When should we mandate Investment Structure Advisory rather than standard legal incorporation work?
When the stakes involve control, exits, financing, or multi-party governance, incorporation alone is insufficient. Investment Structure Advisory becomes essential where shareholding, voting, and enforcement routes must be engineered, not assumed. Handle is mandated when the entity map will anchor future fundraising, acquisitions, or intergenerational transitions. The question is not “Can we form a company?” but “Will this structure withstand pressure?”
How does jurisdiction choice affect investment structure outcomes in the UAE context?
Jurisdiction determines which law governs, which court or tribunal you face, and how easily you can enforce rights and security.
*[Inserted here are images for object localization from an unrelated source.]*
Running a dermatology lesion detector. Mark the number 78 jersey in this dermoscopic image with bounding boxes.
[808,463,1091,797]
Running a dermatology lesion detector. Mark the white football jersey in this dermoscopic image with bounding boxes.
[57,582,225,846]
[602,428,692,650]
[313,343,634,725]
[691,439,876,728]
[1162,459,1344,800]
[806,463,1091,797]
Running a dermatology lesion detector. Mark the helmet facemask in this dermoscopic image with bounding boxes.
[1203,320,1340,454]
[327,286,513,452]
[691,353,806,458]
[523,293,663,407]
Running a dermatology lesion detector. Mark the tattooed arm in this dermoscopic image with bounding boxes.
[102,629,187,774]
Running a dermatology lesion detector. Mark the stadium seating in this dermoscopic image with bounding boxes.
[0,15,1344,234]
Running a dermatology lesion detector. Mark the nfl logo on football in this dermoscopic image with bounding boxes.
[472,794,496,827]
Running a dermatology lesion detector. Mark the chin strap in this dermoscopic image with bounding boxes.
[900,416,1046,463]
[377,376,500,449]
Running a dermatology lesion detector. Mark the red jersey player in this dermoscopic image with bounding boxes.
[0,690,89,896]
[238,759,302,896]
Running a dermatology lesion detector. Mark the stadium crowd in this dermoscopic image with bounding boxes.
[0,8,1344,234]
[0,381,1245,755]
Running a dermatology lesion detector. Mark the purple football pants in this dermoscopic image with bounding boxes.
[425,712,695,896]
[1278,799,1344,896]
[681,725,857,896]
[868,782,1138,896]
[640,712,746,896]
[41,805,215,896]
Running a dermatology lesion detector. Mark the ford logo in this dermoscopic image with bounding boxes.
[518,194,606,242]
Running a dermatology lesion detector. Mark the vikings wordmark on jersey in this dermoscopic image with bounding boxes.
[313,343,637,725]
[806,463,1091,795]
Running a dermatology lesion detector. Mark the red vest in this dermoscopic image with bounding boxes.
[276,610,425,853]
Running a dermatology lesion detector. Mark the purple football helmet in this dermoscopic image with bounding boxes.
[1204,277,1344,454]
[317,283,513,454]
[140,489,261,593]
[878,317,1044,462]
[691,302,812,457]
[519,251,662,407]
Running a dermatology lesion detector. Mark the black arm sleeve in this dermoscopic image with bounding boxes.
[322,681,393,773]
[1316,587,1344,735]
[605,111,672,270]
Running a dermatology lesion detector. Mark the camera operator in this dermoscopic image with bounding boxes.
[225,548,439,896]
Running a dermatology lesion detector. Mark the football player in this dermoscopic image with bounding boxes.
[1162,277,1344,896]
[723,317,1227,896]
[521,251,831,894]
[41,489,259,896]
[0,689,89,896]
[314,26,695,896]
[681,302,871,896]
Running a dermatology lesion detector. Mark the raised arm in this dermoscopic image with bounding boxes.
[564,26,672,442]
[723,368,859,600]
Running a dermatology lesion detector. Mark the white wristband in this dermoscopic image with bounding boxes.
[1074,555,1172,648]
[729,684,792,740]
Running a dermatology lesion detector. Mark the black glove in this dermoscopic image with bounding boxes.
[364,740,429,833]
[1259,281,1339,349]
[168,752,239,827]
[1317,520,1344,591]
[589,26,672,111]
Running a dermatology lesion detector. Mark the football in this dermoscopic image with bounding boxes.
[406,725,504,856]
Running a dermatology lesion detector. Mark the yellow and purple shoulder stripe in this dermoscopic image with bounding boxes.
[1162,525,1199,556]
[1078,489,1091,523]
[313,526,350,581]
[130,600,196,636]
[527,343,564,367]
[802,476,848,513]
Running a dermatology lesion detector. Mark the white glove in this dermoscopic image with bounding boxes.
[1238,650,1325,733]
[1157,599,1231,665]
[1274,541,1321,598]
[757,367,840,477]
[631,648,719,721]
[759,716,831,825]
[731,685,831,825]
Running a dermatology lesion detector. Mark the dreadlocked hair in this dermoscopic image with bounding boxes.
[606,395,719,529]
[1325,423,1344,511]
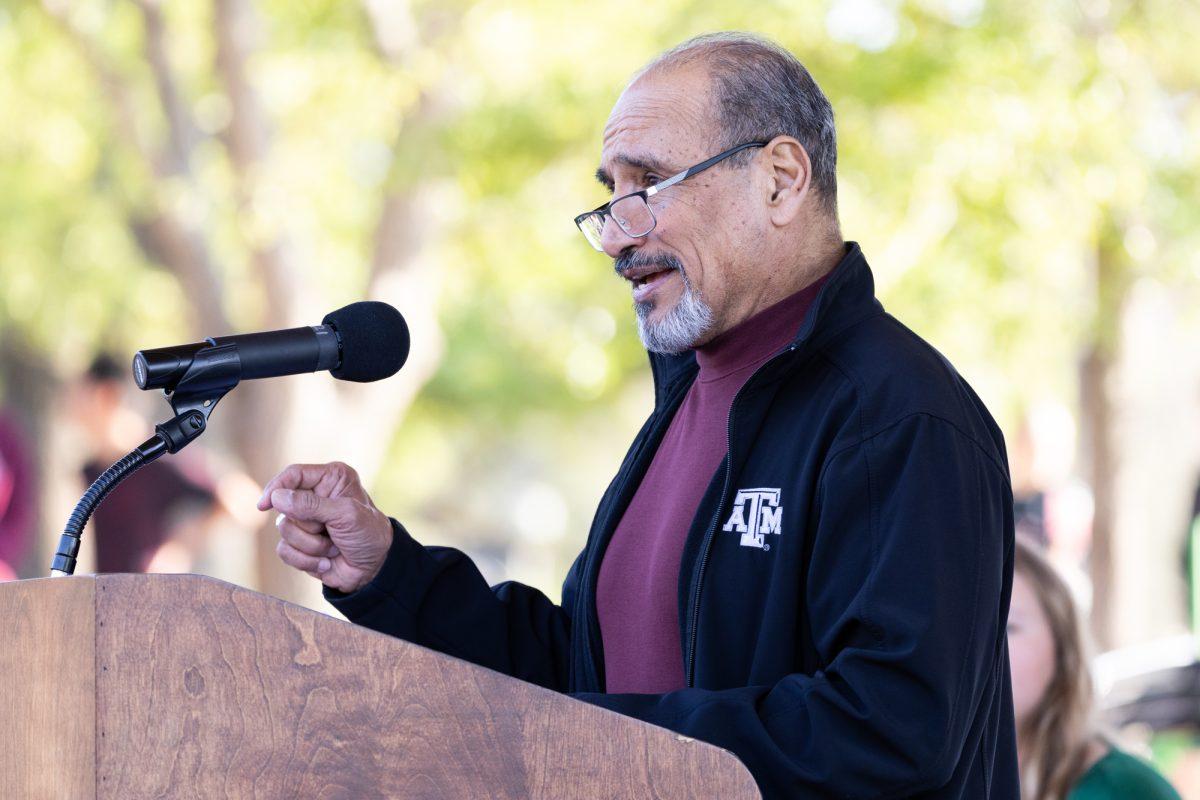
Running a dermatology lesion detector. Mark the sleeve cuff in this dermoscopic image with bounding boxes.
[322,519,425,621]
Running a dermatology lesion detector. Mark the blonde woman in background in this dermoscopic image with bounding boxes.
[1008,536,1180,800]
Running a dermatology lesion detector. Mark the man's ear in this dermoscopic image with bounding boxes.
[762,136,812,227]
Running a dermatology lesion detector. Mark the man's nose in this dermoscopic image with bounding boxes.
[600,216,646,259]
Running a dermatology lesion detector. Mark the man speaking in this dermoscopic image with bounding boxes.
[259,34,1018,800]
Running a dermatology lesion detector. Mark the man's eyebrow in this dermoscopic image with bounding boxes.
[596,154,679,191]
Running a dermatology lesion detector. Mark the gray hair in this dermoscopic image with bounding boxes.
[631,31,838,216]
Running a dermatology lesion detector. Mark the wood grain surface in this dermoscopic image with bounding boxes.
[0,578,96,800]
[93,576,758,800]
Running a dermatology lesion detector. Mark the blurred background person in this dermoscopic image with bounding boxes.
[68,354,226,572]
[0,408,36,581]
[1008,536,1180,800]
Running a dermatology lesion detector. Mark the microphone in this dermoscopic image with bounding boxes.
[133,301,409,391]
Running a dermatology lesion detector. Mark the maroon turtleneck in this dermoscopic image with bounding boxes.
[596,276,828,693]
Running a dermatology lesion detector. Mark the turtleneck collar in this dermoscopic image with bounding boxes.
[696,271,833,383]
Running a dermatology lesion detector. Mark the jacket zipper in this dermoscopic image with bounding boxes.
[686,344,797,688]
[575,379,691,692]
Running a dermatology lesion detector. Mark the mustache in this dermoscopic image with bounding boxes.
[612,251,688,277]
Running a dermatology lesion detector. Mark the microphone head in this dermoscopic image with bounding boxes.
[320,300,409,384]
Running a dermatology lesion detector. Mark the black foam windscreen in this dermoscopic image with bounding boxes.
[320,300,409,384]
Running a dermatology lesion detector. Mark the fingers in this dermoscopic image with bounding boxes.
[275,539,331,578]
[258,464,326,511]
[270,489,353,531]
[275,513,325,534]
[258,461,370,511]
[276,515,338,558]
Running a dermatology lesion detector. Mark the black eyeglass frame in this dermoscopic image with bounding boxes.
[575,142,770,252]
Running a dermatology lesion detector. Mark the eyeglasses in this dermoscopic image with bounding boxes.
[575,142,768,252]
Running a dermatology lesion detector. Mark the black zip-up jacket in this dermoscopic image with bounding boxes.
[326,243,1019,800]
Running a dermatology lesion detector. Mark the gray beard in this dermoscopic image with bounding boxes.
[634,270,713,355]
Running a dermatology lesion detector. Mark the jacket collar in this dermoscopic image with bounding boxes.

UAE mainland, DIFC, ADGM, and offshore centers each carry distinct regulatory, tax, and enforcement profiles. We select and combine them based on where assets sit, where capital originates, and where disputes will realistically be resolved. The outcome is a structure that works across borders instead of fragmenting under pressure.
What types of investors typically require advanced investment structuring?
Family offices, private equity, corporate investors, and sovereign-linked capital all require disciplined structuring when deploying meaningful capital. Complex co-investments, club deals, and multi-layered family holdings demand clear waterfalls, veto rights, and exit mechanics. We are engaged when investors cannot accept ambiguity in governance or recoverability. The mandate is to lock in alignment before money moves.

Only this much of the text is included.